Kopytka jak u mamy
Kopytka chyba dla większości z nas jest to potrawa dobrze znana z czasów dzieciństwa. Jakże to były fajne czasy gdy przyglądało się mamie lepiącej te pyszne ziemniaczane „kluski”. Ach….te wspomnienia z dzieciństwa
Składniki (+/- 82 sztuki)
1 kg ziemniaków, ugotowanych i przemielonych
około 2 szklanek mąki pszennej, plus do podsypywania
2 jajka
3-4 łyżki drobno poszatkowanej natki pietruszki
sól
Wykonanie
Przestudzone ziemniaki przełożyć do miski, dodać przesianą mąkę, jajka, natkę pietruszki oraz szczyptę soli. Ilość mąki jest uzależniona od wilgotności ziemniaków, więc najlepiej dodawać ją stopniowo, w trakcie mieszania. Ciasto nie powinno być zbyt twarde, może nadal lepić się nieco do rąk.

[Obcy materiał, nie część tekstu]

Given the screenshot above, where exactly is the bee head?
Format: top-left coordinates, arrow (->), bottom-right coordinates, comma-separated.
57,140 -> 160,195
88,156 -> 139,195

Przygotowane ciasto podzielić na 4-5 części i każdą z osobna formować na podsypanym mąką stole, w niezbyt gruby rulony. Tak przygotowane rulony lekko spłaszczyć i pokroić na kawałki pod lekkim skosem. W międzyczasie zagotować osoloną wodę z dodatkiem odrobiny oleju.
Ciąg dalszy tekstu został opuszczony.